Acompañar a la pareja por las zahurdas de la civilización se convirtió en una experiencia de lo más estimulante; mientras el hijo hacía uso de los cibercafés para chatear con su novia ecuatoriana o se daba un festín de hamburguesas y patatas fritas, Omahiue se maravillaba con los neones, los vendedores de chucherías, las sirenas, los barrenderos, los policías y sus armas, bastaban para dejarlo boquiabierto como a un niño en la cabalgata de Reyes o despertar en él una risa inesperada y absurda.

Los urbanitas se han acostumbrado a las rarezas de los aucas, otro de los apodos con que se conoce a los huaorani. «Están empezando a ganar mucho dinero por pasear a los turistas por el bosque, pero no entienden muy bien su significado -me cuenta el taxista Felipe-. Y algunos se aprovechan de ello; he visto a un huao pagar 700 dólares por un paseo en taxi por la ciudad». El camarero del bar del hotel lo corrobora: «Los huaorani vienen aquí y se dejan fortunas en refrescos y alcohol; o compran objetos caros y sin apenas utilidad real.
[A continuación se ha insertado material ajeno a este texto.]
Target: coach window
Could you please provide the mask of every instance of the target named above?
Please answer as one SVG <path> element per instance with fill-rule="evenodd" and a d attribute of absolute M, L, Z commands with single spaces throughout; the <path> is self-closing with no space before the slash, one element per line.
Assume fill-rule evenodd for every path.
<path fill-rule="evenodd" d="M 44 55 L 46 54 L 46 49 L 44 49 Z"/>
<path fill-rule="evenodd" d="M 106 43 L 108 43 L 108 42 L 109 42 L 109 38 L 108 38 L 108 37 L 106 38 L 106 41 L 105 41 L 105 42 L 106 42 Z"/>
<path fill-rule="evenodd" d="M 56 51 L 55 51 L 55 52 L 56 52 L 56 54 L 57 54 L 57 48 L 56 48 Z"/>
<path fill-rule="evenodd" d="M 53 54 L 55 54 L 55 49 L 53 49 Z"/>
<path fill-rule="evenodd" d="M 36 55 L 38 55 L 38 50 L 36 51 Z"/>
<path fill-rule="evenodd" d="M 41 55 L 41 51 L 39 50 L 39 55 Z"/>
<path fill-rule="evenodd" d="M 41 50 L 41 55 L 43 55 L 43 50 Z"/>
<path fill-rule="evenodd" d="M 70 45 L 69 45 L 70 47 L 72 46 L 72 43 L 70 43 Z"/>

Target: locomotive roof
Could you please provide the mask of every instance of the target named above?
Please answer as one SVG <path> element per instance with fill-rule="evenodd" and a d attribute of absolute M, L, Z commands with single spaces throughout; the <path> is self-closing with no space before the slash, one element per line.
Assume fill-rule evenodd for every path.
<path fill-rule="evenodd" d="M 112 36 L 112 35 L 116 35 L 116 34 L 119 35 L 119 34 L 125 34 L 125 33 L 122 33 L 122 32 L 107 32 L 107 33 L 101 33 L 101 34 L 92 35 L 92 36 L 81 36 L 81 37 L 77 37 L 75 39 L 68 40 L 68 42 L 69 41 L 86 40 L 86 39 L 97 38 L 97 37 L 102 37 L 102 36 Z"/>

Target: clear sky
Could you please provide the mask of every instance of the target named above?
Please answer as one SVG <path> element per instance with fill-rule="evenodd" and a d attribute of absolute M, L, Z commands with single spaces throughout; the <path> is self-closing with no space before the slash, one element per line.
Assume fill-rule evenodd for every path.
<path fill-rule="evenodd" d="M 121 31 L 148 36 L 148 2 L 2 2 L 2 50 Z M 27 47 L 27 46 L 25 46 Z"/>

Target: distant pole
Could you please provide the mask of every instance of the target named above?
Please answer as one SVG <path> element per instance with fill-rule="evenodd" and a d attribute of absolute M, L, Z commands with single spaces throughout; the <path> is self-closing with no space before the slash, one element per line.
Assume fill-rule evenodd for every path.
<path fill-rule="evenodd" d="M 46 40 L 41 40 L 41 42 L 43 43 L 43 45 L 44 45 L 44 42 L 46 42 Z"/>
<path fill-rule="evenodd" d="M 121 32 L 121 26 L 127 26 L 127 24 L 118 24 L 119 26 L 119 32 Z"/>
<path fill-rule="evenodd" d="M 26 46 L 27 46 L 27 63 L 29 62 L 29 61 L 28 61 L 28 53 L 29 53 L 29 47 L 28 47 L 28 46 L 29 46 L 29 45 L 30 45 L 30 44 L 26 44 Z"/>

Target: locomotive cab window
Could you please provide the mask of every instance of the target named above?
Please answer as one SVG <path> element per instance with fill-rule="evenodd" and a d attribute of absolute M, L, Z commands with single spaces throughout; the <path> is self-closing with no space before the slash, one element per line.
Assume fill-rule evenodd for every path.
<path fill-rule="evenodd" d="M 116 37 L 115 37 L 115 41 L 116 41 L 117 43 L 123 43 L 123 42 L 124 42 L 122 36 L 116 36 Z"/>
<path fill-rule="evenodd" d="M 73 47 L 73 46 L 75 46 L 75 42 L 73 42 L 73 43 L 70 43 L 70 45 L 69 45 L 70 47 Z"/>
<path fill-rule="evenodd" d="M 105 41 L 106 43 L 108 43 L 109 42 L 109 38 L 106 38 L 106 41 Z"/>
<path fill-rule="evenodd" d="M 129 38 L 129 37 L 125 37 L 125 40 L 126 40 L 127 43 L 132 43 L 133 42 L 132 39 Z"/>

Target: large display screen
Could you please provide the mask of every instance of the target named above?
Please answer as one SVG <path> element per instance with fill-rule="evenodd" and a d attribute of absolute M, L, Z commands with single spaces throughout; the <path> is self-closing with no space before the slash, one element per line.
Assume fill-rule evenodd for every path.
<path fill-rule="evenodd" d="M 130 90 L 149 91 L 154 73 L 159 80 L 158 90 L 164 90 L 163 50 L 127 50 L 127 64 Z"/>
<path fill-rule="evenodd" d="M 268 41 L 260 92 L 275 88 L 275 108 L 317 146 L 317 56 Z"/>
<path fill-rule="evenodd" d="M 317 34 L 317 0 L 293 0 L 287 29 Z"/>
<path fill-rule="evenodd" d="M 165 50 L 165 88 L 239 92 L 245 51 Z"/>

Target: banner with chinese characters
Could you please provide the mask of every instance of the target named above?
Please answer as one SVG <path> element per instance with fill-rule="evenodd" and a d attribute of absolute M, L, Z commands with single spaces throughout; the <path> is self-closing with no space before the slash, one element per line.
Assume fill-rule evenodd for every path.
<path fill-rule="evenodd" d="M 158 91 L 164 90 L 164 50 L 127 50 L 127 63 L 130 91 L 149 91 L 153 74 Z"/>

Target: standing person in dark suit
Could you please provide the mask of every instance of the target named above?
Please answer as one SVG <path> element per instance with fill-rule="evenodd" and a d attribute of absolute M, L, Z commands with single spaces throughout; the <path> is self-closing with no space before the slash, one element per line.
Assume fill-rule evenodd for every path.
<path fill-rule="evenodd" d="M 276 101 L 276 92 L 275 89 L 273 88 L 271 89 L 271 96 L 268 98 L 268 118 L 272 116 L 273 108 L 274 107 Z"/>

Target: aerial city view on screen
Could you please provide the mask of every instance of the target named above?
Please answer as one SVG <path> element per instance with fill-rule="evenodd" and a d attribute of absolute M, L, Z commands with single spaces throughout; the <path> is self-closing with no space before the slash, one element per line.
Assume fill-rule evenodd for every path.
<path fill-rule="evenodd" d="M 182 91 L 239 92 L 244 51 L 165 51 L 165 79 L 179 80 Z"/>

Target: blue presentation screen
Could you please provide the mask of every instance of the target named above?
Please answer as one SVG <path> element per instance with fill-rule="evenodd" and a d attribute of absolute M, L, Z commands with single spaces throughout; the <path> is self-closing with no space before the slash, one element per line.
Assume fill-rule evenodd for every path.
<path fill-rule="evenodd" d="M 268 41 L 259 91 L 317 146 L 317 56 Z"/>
Y cuando se les gasta el dinero, simplemente cogen sus juguetes y se vuelven a sus casas en la selva».

Respetado en la selva

Si en la ciudad no es más que un pequeño marciano, en la selva, la figura de Omahiue adopta un estatus muy diferente, hasta el punto de ser uno de los hombres más respetados del río. Mientras su hijos viven atados a un sinfín de artilugios modernos, él aún sabe preparar el curare con que impregna los dardos de su cerbatana, maneja muy bien la lanza y no tiene igual rastreando presas en la espesura. Dicen que cuando era joven participó en las luchas que enfrentaron a los huaorani con los colonos ecuatorianos. «Entonces éramos un pueblo libre -me contaba Otobo, otro de los hijos de Omahiue-; hoy solamente los miembros del clan tagaeri se mantienen aislados de la civilización». Los tagaeri, de hecho, están en guerra contra todo aquel que se acerque a su territorio; y de tanto en tanto atacan las aldeas de la comunidad Boanamo. «El mes pasado vinieron de noche y robaron algunos machetes. Nos salva que mi padre vive en el límite de la aldea y él es un gran guerrero», asegura Otobo.
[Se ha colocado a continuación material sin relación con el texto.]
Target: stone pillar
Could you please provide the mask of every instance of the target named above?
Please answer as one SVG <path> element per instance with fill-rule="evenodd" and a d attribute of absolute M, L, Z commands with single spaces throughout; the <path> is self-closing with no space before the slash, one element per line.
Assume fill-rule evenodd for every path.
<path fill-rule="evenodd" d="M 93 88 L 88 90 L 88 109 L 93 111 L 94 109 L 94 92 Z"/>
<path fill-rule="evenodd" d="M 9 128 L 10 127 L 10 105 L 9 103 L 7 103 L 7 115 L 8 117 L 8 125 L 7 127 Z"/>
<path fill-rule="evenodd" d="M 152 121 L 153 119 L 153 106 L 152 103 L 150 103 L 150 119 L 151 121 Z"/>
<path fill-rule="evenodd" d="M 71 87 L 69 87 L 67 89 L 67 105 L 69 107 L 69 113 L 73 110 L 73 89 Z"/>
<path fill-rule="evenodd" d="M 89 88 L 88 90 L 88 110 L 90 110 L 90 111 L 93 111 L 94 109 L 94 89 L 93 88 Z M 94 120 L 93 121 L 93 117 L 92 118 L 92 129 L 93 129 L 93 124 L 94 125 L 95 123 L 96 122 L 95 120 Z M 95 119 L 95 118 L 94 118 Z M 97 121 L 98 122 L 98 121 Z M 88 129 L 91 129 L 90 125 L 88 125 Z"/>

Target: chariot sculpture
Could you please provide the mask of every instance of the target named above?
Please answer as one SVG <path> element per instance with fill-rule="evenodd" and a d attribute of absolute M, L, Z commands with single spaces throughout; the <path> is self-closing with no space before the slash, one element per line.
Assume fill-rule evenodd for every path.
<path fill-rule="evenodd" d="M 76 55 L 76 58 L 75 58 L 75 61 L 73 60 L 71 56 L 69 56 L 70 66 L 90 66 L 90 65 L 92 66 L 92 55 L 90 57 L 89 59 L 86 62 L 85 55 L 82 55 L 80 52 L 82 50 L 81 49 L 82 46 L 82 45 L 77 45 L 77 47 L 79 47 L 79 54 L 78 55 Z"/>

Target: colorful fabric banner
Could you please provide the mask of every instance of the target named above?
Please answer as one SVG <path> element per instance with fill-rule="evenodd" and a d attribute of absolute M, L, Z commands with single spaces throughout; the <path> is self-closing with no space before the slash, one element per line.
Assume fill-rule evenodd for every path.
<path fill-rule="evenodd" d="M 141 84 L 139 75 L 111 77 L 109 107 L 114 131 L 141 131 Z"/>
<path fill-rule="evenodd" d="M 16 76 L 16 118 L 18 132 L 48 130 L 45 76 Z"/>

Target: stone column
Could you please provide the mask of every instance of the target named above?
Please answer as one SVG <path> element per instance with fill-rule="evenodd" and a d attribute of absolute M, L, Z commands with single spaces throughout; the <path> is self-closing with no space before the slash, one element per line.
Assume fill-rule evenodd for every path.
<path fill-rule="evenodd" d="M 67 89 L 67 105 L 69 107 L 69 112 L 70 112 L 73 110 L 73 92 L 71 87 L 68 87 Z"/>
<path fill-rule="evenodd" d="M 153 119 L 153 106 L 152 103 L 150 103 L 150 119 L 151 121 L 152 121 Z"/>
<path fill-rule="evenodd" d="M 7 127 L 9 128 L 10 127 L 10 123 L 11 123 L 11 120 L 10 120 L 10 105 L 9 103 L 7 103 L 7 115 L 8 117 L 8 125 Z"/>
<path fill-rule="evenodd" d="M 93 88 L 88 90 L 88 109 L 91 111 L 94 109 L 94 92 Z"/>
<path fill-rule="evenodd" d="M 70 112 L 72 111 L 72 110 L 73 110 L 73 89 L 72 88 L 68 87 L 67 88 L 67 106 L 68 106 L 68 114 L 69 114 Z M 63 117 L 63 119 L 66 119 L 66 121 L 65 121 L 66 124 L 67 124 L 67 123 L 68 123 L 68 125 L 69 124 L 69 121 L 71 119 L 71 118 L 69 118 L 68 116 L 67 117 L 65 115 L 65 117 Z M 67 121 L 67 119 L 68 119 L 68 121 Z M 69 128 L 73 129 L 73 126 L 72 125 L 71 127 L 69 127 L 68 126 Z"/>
Me tiro el resto de la semana conviviendo con este jefe que parece salido de un folletín decimonónico. Le escucho contar a sus nietas preciosas fábulas que han pasado de padres a hijos desde tiempos inmemoriales; le acompaño en la caza del pecarí y de un par de desdichados tucanes que derriba de los árboles a tiro de cerbatana. Y constato que, en la selva, soy yo el que está fuera de lugar.